Murasaki 2013Bugaeva 2016: 109; West Sakhalin, Rayciska (Fujiyama Haru)

(9)
siriman last.night
poro-n-no many-EP-ADV
eci=tarap-ihii 2PL=dream-POSS

‘Did you dream a lot last night?’

Murasaki 2013Bugaeva 2016: 109; West Sakhalin, Rayciska (Fujiyama Haru)

(10)
hemanta what
kusu reason
e=cis-ihi 2SG=cry-POSS
tara that
hekaci boy

‘Why are you crying, boy?’

Murasaki 2013Bugaeva 2016: 109; West Sakhalin, Rayciska (Fujiyama Haru)

A content question with an afterthought vocative; on the postverbal noun phrase see §19.2.

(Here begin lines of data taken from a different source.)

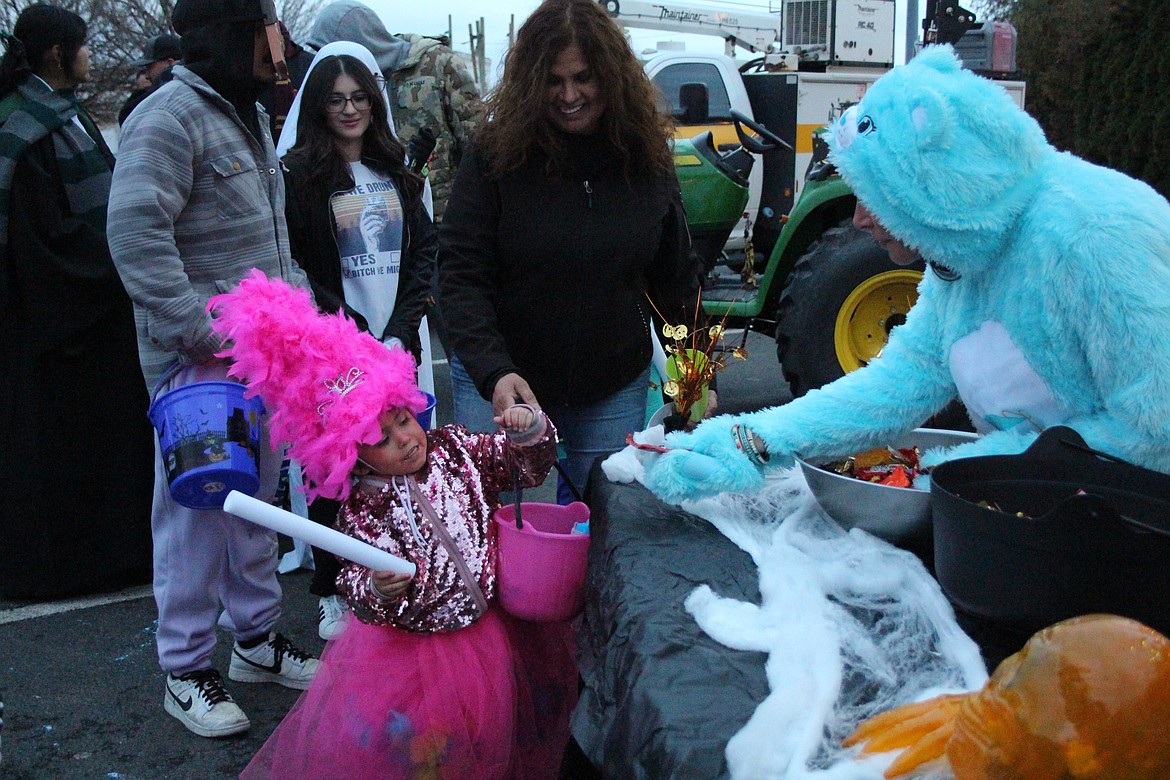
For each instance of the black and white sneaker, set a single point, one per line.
(275, 661)
(200, 702)
(332, 614)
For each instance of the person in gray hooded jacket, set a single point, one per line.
(429, 85)
(197, 201)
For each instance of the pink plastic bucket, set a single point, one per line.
(542, 566)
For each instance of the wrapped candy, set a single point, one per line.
(1086, 698)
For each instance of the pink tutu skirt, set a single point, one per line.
(488, 701)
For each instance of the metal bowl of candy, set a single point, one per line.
(853, 494)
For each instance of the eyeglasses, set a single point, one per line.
(336, 103)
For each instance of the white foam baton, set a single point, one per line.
(316, 535)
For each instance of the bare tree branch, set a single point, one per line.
(118, 29)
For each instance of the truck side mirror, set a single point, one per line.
(693, 108)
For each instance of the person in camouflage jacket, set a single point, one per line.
(429, 85)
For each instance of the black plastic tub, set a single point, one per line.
(1095, 537)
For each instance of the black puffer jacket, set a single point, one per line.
(545, 275)
(314, 242)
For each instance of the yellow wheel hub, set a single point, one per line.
(873, 309)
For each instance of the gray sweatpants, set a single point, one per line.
(207, 560)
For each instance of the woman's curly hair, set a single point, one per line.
(520, 129)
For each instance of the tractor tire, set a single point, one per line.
(839, 305)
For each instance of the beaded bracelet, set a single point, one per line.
(745, 442)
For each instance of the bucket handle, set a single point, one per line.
(167, 375)
(517, 490)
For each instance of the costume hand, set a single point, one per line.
(516, 419)
(703, 463)
(509, 391)
(389, 585)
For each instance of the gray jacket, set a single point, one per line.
(195, 204)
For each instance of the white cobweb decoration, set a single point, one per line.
(852, 626)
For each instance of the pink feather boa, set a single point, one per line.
(290, 354)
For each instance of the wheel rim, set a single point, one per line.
(868, 315)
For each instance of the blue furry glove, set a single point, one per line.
(703, 463)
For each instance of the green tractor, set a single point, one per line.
(825, 290)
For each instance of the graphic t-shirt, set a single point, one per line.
(369, 221)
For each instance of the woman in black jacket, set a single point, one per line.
(564, 223)
(358, 228)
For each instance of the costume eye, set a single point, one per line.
(846, 129)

Furukawa's Rayciska data show the same form under her ‘past’ reading — tara aynu omanihi ‘that person went / did he go?’ — and the question particle aa selects precisely this nominalized form (Furukawa (1967: 109–110); §19.4). The perfect-like flavour follows from the presuppositional semantics: an event presented as settled fact.

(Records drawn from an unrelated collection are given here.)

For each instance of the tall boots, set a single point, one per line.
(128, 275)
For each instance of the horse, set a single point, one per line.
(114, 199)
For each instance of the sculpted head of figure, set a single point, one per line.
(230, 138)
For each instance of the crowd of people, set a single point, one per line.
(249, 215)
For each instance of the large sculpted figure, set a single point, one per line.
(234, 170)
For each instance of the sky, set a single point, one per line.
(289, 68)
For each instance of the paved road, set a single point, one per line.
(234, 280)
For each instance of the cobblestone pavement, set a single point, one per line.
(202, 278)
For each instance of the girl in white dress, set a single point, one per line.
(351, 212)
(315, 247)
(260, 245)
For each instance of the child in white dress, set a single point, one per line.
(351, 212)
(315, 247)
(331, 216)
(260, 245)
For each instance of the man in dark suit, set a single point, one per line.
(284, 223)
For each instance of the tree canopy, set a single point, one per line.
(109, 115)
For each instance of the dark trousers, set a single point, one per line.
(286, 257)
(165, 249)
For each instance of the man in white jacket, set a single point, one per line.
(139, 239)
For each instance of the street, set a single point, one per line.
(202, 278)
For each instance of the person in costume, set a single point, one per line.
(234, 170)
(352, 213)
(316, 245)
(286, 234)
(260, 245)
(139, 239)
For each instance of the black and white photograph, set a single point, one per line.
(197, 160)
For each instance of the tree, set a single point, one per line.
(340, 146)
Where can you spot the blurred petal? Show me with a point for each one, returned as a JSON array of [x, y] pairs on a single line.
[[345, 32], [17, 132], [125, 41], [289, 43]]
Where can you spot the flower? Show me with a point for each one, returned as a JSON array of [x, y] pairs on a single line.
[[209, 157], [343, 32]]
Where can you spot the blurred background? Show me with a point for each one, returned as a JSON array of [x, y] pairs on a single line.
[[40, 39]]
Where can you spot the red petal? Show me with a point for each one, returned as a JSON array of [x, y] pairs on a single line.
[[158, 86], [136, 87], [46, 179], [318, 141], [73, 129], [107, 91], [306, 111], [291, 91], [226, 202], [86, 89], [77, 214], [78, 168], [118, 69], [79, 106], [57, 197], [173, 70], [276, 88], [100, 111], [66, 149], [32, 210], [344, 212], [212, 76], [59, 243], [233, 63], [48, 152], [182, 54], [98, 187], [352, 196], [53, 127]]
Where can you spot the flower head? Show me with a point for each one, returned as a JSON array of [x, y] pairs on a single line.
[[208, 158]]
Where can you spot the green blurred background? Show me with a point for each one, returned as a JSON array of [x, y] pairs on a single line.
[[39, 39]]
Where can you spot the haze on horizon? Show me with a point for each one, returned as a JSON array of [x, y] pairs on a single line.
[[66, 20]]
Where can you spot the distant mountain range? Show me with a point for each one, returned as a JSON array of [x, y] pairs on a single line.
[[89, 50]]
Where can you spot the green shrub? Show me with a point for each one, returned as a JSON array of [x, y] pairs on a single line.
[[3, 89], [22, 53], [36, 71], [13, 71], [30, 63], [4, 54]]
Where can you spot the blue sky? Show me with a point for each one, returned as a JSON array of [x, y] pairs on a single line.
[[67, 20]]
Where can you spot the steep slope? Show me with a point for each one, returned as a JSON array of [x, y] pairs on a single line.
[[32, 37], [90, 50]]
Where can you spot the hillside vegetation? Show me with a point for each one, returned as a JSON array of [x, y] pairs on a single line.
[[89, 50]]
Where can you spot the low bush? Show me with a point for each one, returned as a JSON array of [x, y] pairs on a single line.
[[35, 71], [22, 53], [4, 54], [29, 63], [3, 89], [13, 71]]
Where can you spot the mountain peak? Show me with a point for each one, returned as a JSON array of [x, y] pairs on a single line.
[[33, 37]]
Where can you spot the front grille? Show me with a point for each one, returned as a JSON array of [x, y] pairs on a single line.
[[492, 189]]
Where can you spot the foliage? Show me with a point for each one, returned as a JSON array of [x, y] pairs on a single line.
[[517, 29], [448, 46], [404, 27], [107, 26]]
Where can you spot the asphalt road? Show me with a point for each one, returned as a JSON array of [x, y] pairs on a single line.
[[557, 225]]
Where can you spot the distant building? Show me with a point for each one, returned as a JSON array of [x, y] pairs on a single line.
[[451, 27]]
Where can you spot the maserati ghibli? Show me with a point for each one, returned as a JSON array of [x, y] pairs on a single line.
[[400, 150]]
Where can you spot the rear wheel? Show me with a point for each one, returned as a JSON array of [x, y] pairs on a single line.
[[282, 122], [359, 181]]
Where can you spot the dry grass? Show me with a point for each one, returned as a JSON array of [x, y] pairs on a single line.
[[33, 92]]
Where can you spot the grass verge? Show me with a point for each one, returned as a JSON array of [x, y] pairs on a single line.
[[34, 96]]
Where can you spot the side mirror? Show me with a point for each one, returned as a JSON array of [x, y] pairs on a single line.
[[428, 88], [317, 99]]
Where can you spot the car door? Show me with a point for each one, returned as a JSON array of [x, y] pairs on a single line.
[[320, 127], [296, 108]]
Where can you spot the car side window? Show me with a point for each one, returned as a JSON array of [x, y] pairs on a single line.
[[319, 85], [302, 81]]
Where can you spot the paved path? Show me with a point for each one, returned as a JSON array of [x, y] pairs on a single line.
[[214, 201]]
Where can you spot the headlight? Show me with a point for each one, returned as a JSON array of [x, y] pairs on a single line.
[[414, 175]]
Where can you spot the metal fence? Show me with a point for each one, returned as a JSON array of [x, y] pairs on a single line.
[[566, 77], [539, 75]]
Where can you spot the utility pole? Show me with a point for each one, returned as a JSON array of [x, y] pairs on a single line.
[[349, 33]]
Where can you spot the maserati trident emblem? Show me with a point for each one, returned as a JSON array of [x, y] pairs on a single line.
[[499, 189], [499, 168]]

That the sentence-final form really is a nominal, and not a finite verb that happens to resemble one, can be shown rather than assumed. The interrogative final particle hetaneya attaches only to nouns; yet it accepts the nominalized verb as its host, as in the rhetorical question an-i-hi hetaneya ‘why on earth is there…?’ of §16.6. Dal Corso reads this as the decisive diagnostic and analyses the sentence-final V-POSS (and V-POSS + copula) patterns as true insubordination: formally subordinate clauses conventionalized as independent assertions of personal knowledge (Dal Corso 2018: 134–135).

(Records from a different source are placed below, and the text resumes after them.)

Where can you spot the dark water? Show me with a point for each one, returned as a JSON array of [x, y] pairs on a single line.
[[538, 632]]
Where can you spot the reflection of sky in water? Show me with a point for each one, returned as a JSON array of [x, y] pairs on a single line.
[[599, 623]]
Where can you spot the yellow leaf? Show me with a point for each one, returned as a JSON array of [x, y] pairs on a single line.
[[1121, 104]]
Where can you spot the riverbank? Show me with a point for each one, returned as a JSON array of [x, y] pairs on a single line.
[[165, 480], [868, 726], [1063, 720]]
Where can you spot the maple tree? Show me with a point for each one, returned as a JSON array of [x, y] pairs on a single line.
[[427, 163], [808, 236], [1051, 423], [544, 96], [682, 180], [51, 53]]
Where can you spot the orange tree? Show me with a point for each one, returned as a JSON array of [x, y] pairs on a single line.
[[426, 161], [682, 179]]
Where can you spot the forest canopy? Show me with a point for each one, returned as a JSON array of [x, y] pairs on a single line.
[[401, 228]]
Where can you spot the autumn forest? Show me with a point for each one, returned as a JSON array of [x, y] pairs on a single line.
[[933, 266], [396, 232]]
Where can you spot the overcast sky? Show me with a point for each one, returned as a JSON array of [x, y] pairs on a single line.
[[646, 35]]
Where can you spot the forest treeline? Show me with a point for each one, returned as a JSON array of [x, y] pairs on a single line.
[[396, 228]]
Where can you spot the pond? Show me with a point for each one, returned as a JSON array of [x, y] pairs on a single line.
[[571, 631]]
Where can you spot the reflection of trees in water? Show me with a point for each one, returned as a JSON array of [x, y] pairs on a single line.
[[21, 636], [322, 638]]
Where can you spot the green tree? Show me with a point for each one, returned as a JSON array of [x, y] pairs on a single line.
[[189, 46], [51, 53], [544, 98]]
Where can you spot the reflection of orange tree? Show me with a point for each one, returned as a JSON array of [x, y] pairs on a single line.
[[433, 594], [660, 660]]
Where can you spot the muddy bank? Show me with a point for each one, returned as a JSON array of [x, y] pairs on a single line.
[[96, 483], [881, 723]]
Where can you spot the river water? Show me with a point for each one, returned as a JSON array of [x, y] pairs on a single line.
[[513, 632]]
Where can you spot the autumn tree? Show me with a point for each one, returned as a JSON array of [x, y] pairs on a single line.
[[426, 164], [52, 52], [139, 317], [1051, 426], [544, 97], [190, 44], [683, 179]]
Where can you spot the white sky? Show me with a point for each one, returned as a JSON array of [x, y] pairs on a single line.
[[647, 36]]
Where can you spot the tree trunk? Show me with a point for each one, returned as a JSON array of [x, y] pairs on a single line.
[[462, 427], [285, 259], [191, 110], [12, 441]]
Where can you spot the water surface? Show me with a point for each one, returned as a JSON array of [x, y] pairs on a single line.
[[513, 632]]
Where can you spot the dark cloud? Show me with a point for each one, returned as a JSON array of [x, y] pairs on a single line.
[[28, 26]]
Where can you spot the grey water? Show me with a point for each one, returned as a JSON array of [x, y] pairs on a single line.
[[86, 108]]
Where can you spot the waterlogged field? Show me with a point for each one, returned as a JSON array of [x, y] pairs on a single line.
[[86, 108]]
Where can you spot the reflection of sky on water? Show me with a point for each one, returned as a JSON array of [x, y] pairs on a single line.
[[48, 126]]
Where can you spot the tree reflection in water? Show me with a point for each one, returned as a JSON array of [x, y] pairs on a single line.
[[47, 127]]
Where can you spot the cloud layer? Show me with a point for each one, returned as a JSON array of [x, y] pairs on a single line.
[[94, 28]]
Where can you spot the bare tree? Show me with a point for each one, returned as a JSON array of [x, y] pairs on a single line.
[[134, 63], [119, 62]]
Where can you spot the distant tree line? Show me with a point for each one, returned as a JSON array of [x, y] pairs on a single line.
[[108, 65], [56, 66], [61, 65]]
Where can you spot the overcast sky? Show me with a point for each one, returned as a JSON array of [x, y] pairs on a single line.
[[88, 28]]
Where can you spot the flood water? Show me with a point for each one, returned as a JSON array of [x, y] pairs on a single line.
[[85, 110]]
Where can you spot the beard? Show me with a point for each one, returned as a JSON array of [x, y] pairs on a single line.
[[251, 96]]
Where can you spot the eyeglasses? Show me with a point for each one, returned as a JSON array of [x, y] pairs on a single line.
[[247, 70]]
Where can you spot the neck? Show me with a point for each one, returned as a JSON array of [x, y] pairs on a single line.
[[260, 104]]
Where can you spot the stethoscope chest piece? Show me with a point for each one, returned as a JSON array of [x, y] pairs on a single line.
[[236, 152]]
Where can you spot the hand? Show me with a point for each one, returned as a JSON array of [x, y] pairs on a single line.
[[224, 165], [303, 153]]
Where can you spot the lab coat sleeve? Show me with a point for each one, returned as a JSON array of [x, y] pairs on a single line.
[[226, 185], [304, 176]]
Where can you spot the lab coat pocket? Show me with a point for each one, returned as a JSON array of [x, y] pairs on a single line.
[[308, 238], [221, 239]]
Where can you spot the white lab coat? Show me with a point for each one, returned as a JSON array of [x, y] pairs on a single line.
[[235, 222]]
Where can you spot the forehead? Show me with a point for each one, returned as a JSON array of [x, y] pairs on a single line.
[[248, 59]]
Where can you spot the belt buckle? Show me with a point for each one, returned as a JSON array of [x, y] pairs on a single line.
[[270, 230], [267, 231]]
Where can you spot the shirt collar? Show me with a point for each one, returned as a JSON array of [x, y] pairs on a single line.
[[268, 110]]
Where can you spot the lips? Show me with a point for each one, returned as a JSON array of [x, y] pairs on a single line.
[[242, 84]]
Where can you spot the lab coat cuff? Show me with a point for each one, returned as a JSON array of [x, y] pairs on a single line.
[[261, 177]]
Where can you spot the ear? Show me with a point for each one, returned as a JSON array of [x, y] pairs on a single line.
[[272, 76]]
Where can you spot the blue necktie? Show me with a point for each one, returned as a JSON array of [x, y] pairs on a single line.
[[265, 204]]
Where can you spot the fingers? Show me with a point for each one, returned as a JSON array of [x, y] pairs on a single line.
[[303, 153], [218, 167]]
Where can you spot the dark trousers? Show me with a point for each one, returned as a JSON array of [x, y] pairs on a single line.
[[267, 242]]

The main-clause use is also where the two coasts part ways. The Rayciska record shows the full range of the table in the chapter introduction, insubordinated assertions and questions included. The East-coast texts deploy the nominalization freely in its embedded functions — as a clausal adjunct under causal kusu, e.g. naha nuu-hu kusu ‘because of his hearing that’, and as the object of a cognition verb, e.g. the …-pi-hi nominalization embedded under an-eramuskari ‘I do not know’ (Piłsudski 1912) (Chapter 22) — but a bare sentence-final assertion or question of the West-coast type is not clearly attested in them. We read the asymmetry diachronically: the embedded uses belong to the older stages of the grammaticalization path traced in §20.6, the insubordinated main clause to the youngest, so the less innovative East retains the construction precisely where it arose first. A securely main-clause East-coast token would overturn this reading; we have not found one, and we offer the gap as a provisional dialectal finding rather than an accident of the record.

20.6 History

Bugaeva orders the Ainu nominalization strategies into a grammaticalization sequence: zero-nominalization of the bare verb is the oldest layer; the nominalizing-word strategy of Hokkaidō is the second; and the Sakhalin possessive nominalization, first in copula-based adverbial clauses, then in the evidential construction, and finally as a main-clause form, is the youngest (Bugaeva 2016: 113). All three layers coexist in Sakhalin Ainu, which thus preserves the history of the category in its synchrony. She raises the possibility that the non-finite verb form arose under the influence of the Tungusic languages of Sakhalin, with their fully developed non-finite subordination (Bugaeva 2016: 114); the contact setting is real (§1.4), and we consider the hypothesis plausible but not yet demonstrated — settling it would require dating the rise of the verb-possessive forms against the chronology of Ainu–Uilta bilingualism.